Kite’s therapy is showing its potential in several clinical trials being conducted by its collaborator, the Surgery Branch of the National Cancer Institute, and has attracted the attention of big pharma, including a partnership earlier this month with Amgen that entitles Kite to an upfront payment of $60 million, R&D funding and eligibility for up to $525 million in milestone payments. Already with $195.4 million in corporate coffers at the end of the third quarter, Kite is in an optimum position to advance its pipeline. The lead CAR program is a mid-stage trial of KTE-C19 for treatment of B-cell Lymphoma.
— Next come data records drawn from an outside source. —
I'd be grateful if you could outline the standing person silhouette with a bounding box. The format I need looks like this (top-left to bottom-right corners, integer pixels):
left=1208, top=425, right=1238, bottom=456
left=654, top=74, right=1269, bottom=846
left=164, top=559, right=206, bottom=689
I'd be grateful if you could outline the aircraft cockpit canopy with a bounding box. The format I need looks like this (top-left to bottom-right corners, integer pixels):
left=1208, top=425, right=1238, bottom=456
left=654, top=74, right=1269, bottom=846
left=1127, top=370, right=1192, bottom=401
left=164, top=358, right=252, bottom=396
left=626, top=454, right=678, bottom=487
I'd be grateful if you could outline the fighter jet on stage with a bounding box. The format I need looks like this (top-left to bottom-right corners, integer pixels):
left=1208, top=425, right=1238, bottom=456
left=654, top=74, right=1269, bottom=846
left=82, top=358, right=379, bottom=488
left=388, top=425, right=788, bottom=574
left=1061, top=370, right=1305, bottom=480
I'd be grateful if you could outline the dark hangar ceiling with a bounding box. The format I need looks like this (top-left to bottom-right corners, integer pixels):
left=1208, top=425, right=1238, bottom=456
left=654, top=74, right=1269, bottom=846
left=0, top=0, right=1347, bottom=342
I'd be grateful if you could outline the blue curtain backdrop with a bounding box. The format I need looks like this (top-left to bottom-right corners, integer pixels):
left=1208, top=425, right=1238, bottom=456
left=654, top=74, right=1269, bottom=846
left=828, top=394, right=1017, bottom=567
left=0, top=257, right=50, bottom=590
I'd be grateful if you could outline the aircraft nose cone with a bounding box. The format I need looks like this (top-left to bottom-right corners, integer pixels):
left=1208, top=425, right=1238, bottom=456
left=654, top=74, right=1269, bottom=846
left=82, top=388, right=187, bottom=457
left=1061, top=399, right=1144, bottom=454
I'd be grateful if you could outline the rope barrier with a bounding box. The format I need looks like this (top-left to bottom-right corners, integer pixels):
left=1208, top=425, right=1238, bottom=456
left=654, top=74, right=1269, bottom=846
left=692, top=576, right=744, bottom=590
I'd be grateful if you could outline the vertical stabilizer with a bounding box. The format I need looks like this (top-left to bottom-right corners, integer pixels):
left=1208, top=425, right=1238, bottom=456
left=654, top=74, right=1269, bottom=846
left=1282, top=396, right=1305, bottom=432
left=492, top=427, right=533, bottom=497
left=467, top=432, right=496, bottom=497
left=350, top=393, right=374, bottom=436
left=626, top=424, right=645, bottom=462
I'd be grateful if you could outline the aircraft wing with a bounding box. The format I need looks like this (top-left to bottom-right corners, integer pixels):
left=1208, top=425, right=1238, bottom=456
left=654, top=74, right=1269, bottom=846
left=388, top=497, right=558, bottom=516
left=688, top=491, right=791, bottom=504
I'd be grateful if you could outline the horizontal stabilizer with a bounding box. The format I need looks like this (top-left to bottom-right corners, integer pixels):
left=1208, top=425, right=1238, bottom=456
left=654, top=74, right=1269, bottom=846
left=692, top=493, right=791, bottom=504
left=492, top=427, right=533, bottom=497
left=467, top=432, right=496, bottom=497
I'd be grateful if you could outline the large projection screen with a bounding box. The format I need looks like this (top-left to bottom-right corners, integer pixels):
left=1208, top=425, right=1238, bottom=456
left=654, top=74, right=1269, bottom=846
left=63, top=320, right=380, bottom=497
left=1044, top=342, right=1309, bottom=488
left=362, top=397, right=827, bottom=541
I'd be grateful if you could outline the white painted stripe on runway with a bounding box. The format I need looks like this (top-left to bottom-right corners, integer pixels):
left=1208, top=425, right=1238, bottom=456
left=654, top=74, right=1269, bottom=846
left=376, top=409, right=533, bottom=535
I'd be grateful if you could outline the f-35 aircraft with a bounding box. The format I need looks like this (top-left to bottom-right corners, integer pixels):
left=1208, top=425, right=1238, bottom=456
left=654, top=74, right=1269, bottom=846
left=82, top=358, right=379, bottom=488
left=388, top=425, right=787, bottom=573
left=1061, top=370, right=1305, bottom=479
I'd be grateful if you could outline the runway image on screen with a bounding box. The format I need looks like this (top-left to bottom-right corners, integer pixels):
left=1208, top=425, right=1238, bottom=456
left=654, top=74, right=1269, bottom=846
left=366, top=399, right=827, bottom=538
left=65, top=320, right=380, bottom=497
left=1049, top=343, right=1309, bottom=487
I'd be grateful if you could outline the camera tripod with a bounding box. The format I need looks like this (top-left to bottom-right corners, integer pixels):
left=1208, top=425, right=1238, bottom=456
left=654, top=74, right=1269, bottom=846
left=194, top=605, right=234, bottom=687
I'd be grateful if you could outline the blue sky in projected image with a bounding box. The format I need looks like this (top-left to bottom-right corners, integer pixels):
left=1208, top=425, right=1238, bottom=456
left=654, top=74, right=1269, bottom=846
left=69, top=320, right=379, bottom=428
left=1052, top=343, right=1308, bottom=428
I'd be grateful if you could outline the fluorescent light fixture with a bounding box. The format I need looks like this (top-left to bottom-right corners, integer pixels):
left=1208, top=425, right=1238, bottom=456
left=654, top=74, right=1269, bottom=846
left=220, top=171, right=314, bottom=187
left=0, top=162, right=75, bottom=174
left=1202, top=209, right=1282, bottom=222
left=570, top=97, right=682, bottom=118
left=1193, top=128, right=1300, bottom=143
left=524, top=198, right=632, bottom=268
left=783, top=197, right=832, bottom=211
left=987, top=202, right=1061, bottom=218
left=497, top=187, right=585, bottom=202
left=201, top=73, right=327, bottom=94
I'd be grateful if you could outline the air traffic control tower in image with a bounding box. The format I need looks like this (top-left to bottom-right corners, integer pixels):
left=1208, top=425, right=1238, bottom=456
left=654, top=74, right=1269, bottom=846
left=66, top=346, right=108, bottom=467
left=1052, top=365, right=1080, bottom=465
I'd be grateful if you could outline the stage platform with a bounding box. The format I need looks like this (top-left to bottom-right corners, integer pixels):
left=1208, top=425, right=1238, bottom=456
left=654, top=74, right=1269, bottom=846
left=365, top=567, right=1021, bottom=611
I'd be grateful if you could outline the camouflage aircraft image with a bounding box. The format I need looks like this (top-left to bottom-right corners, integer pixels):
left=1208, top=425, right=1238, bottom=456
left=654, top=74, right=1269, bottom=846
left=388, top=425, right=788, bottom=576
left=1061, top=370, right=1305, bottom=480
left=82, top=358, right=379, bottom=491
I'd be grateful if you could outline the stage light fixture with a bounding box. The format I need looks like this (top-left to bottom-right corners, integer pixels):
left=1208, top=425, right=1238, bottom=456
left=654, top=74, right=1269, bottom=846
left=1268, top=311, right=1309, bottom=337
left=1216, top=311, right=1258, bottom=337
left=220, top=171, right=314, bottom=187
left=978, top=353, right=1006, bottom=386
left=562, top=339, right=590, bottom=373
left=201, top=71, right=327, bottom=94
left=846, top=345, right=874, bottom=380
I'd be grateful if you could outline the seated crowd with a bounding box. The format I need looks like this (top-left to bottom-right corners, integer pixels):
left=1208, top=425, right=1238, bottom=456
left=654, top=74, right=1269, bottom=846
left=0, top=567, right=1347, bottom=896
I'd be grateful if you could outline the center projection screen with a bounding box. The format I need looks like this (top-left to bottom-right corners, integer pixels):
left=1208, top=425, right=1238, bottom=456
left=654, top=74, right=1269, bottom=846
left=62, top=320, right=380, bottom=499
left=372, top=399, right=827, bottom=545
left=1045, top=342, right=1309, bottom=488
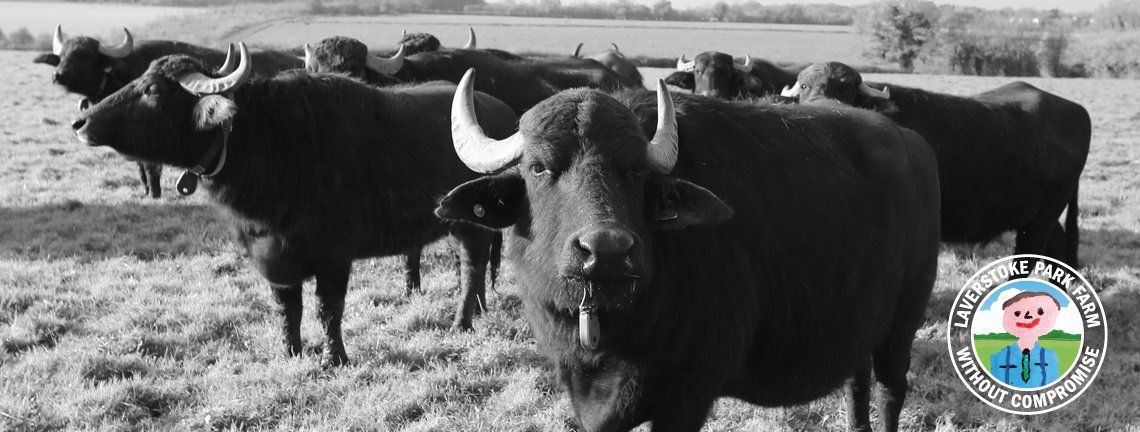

There is a great deal of interest in this indication because Kite’s modified T cells are homing in on CD19, a hallmark protein expressed on the cell surface of B cell lymphomas and leukemias where there are currently very few effective therapeutic options. Elsewhere in the pipeline, data from a Phase 1 clinical trial showed that administration of anti-CD19 CAR T cells resulted in a 70% complete response rate in 20 pediatric or young adult patients with relapsed or refractory acute lymphoblastic leukemia (ALL). This year, Kite says it plans to advance KTE-C19 into pivotal trial for the above indications as well chronic lymphocytic leukemia (CLL) and mantle cell lymphoma (MCL) in addition to therapies in its TCR eACT program for various cancers.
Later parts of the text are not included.